Before I started in this business, milk was a living being. Back before the industrial revolution, I didn’t have a job. People only drank human milk. That milk was a vital bridge to physical independence and survival. It contained the wisdom of my family bacterial resistance, offered nourishment for my bones, lactose sugars to grow my brain. The live and volatile ‘being’ that was cow’s milk, was only given occasionally to the sick. Dairies had traditionally sold cheese not milk.
My first job was in 1810 in London. I sold a new luxury material, cow’s milk. I worked in a small cowshed with five cows. My customers knew my name and the cow’s names, and which cows from the sheds along The Strand in London gave the best quality milk. Those were good times. On saint’s days when I had some time off, I would walk across the fields to St. Martins church to chat to a girl I knew. Everyone in those days knew that milk’s flavour changed with the seasons. People understood milk as alive with its own characteristics and demands. Back then, your milk would have gone ‘off’ in a day.
But fifty years later in the mid 19th century when 80% of milk was produced in towns. Attitudes to Milk had changed. I was kicked out of my job. The rows of cowsheds from St Martins in the Fields to the Strand were cleared, to make London supposedly more hygienic. People said Milk was now unhealthy and dangerous. It was blamed for the epidemics of Typhoid, Scarlet Fever and Tuberculosis sweeping Europe. I remember the spring of 1862 when I heard from a mate in a coffee shop, that Louis Pasteur had learned to heat milk to high temperatures for short periods, killing the dangerous microbes in milk. This was good news as it would keep me in some employment. But the heat that killed the bad microbes, killed all the good microbes too — in fact it killed the milk. I was sad to see our relationship with milk change. It was no longer seen as a living being with micro bacteria to aid digestion and stimulate the immune system. Once it was dead it was sold in sterilised glass bottles. It certainly lasted longer, but it was now just a product to make money. I got a job working for one of the big dairies out of town, that collected milk from the farmers, treated it and delivered it in. I just had to put the right number of bottles on the right doorstep.
This was a stable job for many decades. The only thing that changed was that I swapped my horse and cart for an electric Milk Float and used to whirr up and down the increasingly busy streets of London. I got up early to try and miss the rush hour traffic, as people travelled to and from the big offices and shops they worked in. But things change, people’s attitudes to milk have shifted once more. Milk production became so industrialised that I didn’t make enough money on my personalised rounds.
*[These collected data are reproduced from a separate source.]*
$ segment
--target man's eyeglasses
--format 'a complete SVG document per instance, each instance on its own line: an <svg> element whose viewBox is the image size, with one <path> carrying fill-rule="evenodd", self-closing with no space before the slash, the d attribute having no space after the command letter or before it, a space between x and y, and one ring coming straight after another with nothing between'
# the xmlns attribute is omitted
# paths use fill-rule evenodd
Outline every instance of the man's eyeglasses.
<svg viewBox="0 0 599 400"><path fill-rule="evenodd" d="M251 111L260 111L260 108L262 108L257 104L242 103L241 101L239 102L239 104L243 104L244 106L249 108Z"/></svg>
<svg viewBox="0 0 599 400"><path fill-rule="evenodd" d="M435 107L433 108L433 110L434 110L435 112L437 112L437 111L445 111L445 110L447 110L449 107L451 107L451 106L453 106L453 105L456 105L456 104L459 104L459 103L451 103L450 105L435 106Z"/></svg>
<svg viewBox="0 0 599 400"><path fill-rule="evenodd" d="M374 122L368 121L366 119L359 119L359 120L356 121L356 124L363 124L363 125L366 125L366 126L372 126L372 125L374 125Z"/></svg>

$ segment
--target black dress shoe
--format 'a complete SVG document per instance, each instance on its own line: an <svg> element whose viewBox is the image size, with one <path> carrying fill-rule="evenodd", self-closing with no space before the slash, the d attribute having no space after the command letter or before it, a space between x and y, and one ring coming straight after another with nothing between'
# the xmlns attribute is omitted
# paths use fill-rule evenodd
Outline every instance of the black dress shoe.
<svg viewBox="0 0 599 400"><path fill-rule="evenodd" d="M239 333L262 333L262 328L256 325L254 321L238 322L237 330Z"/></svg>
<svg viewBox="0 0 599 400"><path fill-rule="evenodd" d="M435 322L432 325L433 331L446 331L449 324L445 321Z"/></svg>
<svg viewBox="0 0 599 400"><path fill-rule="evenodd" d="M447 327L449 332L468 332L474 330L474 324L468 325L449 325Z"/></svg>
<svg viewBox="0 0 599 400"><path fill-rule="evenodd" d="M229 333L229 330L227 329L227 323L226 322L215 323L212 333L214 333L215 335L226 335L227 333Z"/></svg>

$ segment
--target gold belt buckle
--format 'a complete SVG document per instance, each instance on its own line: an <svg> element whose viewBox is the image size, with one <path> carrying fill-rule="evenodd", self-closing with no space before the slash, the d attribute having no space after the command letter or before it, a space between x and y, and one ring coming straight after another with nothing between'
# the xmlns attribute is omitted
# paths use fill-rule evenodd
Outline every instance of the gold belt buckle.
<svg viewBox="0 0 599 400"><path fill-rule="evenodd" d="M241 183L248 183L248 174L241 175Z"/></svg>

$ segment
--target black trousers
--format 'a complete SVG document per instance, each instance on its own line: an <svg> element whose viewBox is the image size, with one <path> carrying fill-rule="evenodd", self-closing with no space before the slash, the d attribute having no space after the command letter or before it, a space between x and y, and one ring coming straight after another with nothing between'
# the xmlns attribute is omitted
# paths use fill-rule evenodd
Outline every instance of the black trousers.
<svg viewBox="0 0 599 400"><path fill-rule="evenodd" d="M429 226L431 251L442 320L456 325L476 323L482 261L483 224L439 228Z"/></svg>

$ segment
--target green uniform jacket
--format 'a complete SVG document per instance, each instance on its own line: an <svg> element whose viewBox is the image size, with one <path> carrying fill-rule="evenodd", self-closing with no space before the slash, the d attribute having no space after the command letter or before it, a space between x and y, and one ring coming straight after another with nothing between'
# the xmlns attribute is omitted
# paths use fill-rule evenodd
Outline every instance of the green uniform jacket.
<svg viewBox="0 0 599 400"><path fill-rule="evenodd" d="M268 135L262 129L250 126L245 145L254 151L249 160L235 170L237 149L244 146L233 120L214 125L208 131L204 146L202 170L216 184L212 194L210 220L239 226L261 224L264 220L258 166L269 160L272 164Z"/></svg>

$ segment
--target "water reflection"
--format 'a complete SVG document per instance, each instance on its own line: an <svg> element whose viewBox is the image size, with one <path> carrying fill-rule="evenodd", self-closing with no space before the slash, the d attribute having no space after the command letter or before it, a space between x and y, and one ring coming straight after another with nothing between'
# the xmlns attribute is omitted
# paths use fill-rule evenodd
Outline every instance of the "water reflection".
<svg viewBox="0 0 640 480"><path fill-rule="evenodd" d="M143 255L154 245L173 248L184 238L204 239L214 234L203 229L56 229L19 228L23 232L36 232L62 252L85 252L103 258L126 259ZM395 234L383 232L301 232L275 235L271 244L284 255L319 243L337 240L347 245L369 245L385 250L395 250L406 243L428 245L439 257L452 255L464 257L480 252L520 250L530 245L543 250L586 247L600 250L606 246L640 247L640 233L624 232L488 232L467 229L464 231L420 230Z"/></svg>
So, I lost that job and now work at the ‘Sainsburys Local’ stacking big plastic cartons of milk into the cooling cabinets. Some people still buy big two litre containers, but the numbers are reducing. they have found that drinking this dead white liquid has led to lactose intolerances. People are starting to avoid it. I notice the shelves of Almond ‘milk’ are increasing.
I guess as a response to this, the big industrial milk companies have converted dead milk into hundreds of different commercial opportunities. Milk is now marketed as a pro-biotic medicine by artificially adding the microbes back in, it is fortified with vitamins — suggesting it was lacking, it has had its fat reduced — as if it had too much or the wrong sort, it has been homogenised — as if it was somehow unacceptably diverse.
But this could be different, if people respected the live and transitory nature of the living being that is milk. If people want to benefit from cow’s milk, we need to keep it clean, fresh, and alive. We would then know the many benefits it brings to digestion, eczema, asthma, calcium deficiency, lactose intolerance perhaps Alzheimer’s and many other chronic conditions. But this would require a different relationship with cows, it would mean caring for our milk herds, ensuring they were naturally healthy, giving cows fresh clean grass and hay to eat, not processed grain pellets full of antibiotics. This would then oblige us to stop factory farming. This would then, change our use of town centres. Small milk herds would have to move closer to the consumer again, as the milk would have a shorter shelf life once more. We would need small fields with a handful of cows and a shed selling fresh milk, where local highstreets now have empty shuttered Poundland stores. People might come again to know mine and my cow’s names and be able to tell the difference in taste between their creamy summer and thinner winter milk.
In a post pandemic world, as many people continue to work and shop from home. Local high streets need to produce healthier food more locally. ‘Live milk’, could in turn enliven our highstreets. We might start to respect milk again, understand it as seasonal, with its own rights. And I might get my happiest job back, working on The Strand with my five cows.